4. Drop it at the root

For Next.js: create app/llms.txt/route.ts that returns the file as text. For static sites: put llms.txt in your public/folder. For WordPress: a simple PHP file in your theme root. For everyone: confirm it's served from https://yourdomain.com/llms.txt with Content-Type: text/plain.

5. Verify with curl

curl -sI https://yourdomain.com/llms.txt
# expect: 200 OK
# expect: content-type: text/plain

What good ones look like

A few sites with thoughtful llms.txt files worth reading:

docs.anthropic.com/llms.txt — comprehensive structure, every key doc page linked
nextjs.org/docs/llms.txt — version-stratified, lists every major version's docs
askvolume.com/llms.txt — our own (linking it here because we'd be hypocrites not to)

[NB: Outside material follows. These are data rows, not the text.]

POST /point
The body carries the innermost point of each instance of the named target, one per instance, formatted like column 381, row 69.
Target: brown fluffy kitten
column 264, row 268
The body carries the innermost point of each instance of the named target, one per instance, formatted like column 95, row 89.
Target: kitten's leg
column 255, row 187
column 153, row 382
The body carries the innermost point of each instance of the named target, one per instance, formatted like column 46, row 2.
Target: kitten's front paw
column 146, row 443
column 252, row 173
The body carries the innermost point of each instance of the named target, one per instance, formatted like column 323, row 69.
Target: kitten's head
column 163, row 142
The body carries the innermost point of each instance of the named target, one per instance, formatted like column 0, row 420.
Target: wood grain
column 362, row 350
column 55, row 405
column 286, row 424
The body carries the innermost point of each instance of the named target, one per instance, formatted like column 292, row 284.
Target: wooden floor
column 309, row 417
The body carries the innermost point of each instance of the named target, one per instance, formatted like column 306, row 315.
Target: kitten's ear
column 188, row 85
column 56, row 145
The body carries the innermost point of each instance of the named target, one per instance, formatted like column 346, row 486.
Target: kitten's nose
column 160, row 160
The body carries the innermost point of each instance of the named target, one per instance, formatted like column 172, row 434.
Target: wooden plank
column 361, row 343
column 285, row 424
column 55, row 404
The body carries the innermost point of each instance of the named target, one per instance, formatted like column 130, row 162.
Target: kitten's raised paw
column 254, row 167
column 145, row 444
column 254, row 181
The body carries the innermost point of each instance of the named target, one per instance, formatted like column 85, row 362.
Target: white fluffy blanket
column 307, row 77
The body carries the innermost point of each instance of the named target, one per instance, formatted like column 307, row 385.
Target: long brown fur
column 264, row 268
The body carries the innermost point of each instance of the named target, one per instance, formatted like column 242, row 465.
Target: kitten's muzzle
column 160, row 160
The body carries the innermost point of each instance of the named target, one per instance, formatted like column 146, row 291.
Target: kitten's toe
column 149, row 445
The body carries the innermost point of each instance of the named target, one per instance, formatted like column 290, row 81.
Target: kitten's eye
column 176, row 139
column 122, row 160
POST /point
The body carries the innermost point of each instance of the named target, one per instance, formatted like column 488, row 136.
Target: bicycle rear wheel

Does it actually move the needle?

Modest but measurable. Sites that adopt llms.txt tend to see two things within a few weeks:

Cleaner brand citations. The one-line description in AI answers starts matching what you wrote in your llms.txt instead of being recomposed from meta tags.
Better URL targeting. When Perplexity or ChatGPT links to your site, they link to the canonical URLs you listed instead of whatever page happened to rank for the query.

Neither is a 10x outcome on its own. But combined with the other AI-SEO hygiene work — structured data, freshness signals, clear H1s — they compound. The right mental model is dental floss, not steroids: small, cheap, regular, and it makes everything else work better.

What's next for the spec

The conversation in late 2026 is around three open questions:

Should llms.txt support a more formal schema (closer to JSON-LD) for crawlers to parse confidently?
Should there be a way to declare licensing or training-data opt-out inside the file?
Should multiple llms.txt files be allowed (e.g. /llms.txt + /llms-full.txt) to support both terse and verbose summaries?

For now, the convention is small and stable. Write yours, push it, check it in a few weeks. It will not break anything if you do. It will quietly start showing up in the answers you wish you were in.